After the mind is calm and quiet, we add in our lovingkindness practices and send kindness into the world.  We can send it intentionally through meditation practices. Or we can become softer, more kind human beings ourselves and our mere presence softens those around us. Think of this as softening your rough edges or purging those pieces of you that are prickly and keep people at a distance.  Maybe this gives you more moments of connection, more moments of joy. Then…if it brings you joy, keep it. The rest you can thank and give away.

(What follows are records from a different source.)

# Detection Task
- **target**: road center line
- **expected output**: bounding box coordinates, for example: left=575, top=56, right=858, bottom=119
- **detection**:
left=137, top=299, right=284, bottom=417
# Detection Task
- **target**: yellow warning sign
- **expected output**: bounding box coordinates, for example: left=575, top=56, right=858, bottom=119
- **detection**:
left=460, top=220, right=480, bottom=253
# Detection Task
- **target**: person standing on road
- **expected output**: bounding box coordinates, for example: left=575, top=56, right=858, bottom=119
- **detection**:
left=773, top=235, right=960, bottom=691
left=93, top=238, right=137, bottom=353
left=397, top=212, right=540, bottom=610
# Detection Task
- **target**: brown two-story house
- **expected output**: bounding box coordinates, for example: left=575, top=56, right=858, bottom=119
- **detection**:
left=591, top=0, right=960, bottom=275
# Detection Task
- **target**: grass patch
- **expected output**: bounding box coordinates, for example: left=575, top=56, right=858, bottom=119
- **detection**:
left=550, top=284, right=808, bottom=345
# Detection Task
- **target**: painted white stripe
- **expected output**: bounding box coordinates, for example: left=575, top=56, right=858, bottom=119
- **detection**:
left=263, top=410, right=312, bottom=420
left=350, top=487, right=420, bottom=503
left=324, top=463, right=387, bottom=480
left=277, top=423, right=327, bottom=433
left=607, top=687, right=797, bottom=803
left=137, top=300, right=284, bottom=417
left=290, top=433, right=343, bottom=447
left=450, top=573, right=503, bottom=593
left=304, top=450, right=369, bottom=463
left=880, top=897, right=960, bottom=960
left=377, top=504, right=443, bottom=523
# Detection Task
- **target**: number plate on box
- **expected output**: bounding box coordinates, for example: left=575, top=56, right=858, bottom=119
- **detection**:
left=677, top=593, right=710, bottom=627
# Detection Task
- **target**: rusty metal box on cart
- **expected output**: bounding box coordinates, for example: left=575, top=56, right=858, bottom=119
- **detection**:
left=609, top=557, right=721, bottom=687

If you are at a plateau or are feeling stuck in your yoga, we invite you to shake it up. Don’t just give the Yoga away. If you are “really good” at one type of practice, try something new.  If you only like hard, fast yoga; try attending a slow class once a week. If you always take the Level 1 & 2 class, why not try an All Levels or something more challenging every once and a while?  The practice of showing up, of trying something new, of seeing our mental obstacles and opening our hearts is not an easy one. It isn’t tidy at all. But in the end it will most certainly bring you joy.